Listening to breakfast T.V. today, I caught the tail end of a conversation about nurses now having degrees.
Having begun my career back in the 60's,there was no such thing as a degree for nursing apart from the qualification gained through your State Registered training. You trained and that was that. It was your choice to further your career through refresher courses and other nursing fields.
I started as a State Enrolled nurse, this was the bedside nurse who was trained to be a helper for the trained staff,and worked in that capacity for 17 years.
The chance arose to move to the new hospital being built and I was one of the first nurses to move into it.
At the age of forty something, I made the decision to train as a State Registered nurse. The best move I could have made.
Gradually my career advanced, firstly as a nursing sister. Then a Special Projects nurse. Dealing with the introduction of computers into nursing{That went down like a lead balloon}The staff were most unhappy with this change that came about in the mid nineties.

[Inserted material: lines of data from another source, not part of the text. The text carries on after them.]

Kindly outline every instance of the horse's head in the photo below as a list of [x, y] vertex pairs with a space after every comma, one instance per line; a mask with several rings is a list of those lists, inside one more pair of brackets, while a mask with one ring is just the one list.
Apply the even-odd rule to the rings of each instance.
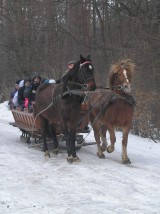
[[94, 68], [91, 63], [90, 55], [88, 55], [87, 58], [80, 55], [78, 78], [87, 90], [92, 91], [96, 89]]
[[111, 67], [110, 87], [117, 93], [130, 93], [132, 72], [135, 65], [131, 60], [122, 60]]
[[90, 56], [84, 58], [80, 55], [80, 60], [77, 61], [73, 68], [63, 77], [62, 87], [63, 91], [66, 90], [66, 88], [86, 89], [89, 91], [96, 89], [94, 68]]

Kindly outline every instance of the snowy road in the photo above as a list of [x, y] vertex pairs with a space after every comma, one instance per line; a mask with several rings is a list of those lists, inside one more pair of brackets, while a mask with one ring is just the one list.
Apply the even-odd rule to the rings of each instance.
[[[159, 214], [160, 142], [129, 135], [131, 165], [121, 163], [121, 133], [114, 153], [96, 156], [96, 145], [78, 151], [68, 164], [66, 151], [45, 159], [20, 142], [7, 104], [0, 104], [0, 213]], [[87, 141], [94, 141], [93, 133]]]

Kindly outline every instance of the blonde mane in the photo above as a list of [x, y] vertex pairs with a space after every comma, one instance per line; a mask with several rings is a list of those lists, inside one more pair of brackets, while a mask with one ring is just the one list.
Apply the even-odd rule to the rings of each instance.
[[131, 59], [126, 59], [111, 65], [109, 71], [109, 87], [113, 86], [114, 76], [121, 68], [127, 69], [130, 72], [130, 76], [132, 77], [132, 74], [135, 71], [135, 64], [132, 62]]

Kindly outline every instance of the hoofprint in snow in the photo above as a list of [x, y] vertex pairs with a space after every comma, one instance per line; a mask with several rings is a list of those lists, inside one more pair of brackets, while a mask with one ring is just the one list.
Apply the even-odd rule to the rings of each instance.
[[[96, 156], [96, 145], [68, 164], [65, 149], [45, 159], [20, 141], [7, 102], [0, 104], [0, 213], [159, 214], [160, 142], [129, 135], [131, 165], [121, 163], [121, 133], [115, 151]], [[94, 141], [93, 132], [86, 138]]]

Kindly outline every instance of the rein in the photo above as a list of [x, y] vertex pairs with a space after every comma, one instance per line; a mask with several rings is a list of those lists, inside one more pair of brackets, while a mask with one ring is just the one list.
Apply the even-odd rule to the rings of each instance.
[[115, 86], [105, 87], [105, 88], [103, 88], [103, 89], [108, 89], [108, 90], [109, 90], [109, 89], [111, 89], [111, 88], [118, 88], [118, 90], [121, 91], [124, 87], [123, 87], [122, 85], [117, 85], [117, 86], [115, 85]]
[[78, 85], [78, 86], [81, 86], [81, 88], [84, 88], [86, 89], [87, 88], [87, 84], [80, 84], [80, 83], [77, 83], [77, 82], [73, 82], [73, 81], [68, 81], [69, 84], [71, 85]]

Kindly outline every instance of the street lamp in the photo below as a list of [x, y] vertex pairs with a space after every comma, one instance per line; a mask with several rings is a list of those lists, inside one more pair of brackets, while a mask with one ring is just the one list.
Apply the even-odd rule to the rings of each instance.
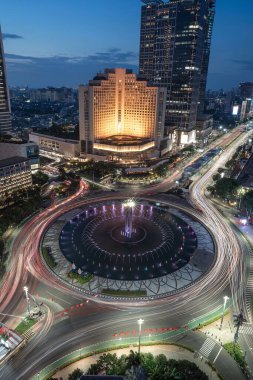
[[138, 325], [139, 325], [139, 348], [138, 348], [138, 353], [141, 352], [141, 325], [143, 324], [144, 319], [140, 318], [138, 319]]
[[26, 301], [27, 301], [27, 313], [30, 317], [31, 315], [31, 310], [30, 310], [30, 299], [29, 299], [29, 295], [28, 295], [28, 287], [27, 286], [24, 286], [24, 291], [25, 291], [25, 298], [26, 298]]
[[225, 297], [223, 297], [223, 299], [224, 299], [224, 304], [223, 304], [223, 310], [222, 310], [222, 316], [221, 316], [221, 322], [220, 322], [220, 330], [222, 329], [222, 324], [223, 324], [223, 319], [224, 319], [224, 313], [225, 313], [225, 309], [226, 309], [226, 303], [229, 300], [229, 297], [225, 296]]

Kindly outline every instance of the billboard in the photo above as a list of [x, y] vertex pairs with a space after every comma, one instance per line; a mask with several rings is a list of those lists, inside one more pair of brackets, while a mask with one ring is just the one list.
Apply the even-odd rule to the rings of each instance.
[[232, 115], [233, 116], [237, 116], [239, 113], [239, 106], [233, 106], [233, 113]]

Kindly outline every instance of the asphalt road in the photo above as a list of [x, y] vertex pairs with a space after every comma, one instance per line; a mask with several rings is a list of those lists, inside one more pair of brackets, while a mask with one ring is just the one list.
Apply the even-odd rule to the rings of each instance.
[[[239, 136], [238, 131], [234, 132]], [[0, 369], [0, 378], [28, 379], [38, 373], [53, 360], [84, 345], [118, 339], [115, 333], [137, 329], [137, 319], [144, 319], [144, 328], [182, 326], [194, 318], [208, 314], [223, 303], [223, 296], [232, 295], [235, 310], [241, 304], [244, 260], [242, 249], [226, 220], [206, 198], [204, 189], [218, 167], [228, 160], [236, 147], [247, 139], [241, 135], [209, 170], [197, 179], [191, 188], [191, 200], [202, 212], [182, 204], [181, 207], [202, 219], [213, 233], [217, 242], [218, 259], [201, 282], [166, 300], [147, 305], [108, 305], [95, 302], [86, 303], [81, 293], [74, 292], [56, 279], [43, 265], [39, 256], [39, 243], [43, 231], [60, 214], [86, 202], [80, 198], [85, 194], [85, 183], [80, 192], [71, 199], [51, 207], [27, 222], [19, 231], [11, 247], [8, 272], [0, 293], [1, 313], [19, 315], [25, 311], [23, 286], [29, 292], [41, 297], [47, 307], [47, 314], [38, 334], [11, 361]], [[236, 135], [235, 135], [236, 136]], [[231, 136], [230, 136], [231, 140]], [[228, 137], [224, 137], [224, 146]], [[167, 190], [179, 173], [163, 183], [152, 186], [152, 193]], [[141, 194], [150, 194], [151, 189], [141, 189]], [[124, 196], [127, 191], [124, 190]], [[107, 193], [106, 197], [115, 195]], [[97, 195], [101, 197], [100, 195]], [[103, 194], [104, 196], [104, 194]], [[155, 195], [152, 195], [154, 198]], [[159, 200], [159, 194], [156, 196]], [[162, 196], [164, 200], [164, 196]], [[229, 236], [229, 239], [228, 239]], [[85, 302], [77, 312], [70, 312], [62, 318], [60, 312], [74, 310], [75, 305]], [[71, 306], [73, 309], [71, 309]], [[10, 326], [15, 319], [2, 316], [1, 320]], [[197, 339], [197, 338], [196, 338]]]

I then continued my development until I was made responsible for quality assurance, ending that heady chapter as Risk and Quality Manager.
Now the point I make is that I had no further training with the exception of many courses undertaken to enhance my role. I have been told that I managed my role well until retirement.
If I have any regrets about my working life it is that I did not undertake a degree course, as undoubtedly it would have been of benefit. I strongly believe that having nurses trained to degree level, many of them advancing in their career today being required to have a MASTERS degree can only be beneficial, as was being suggested today on Breakfast T.V.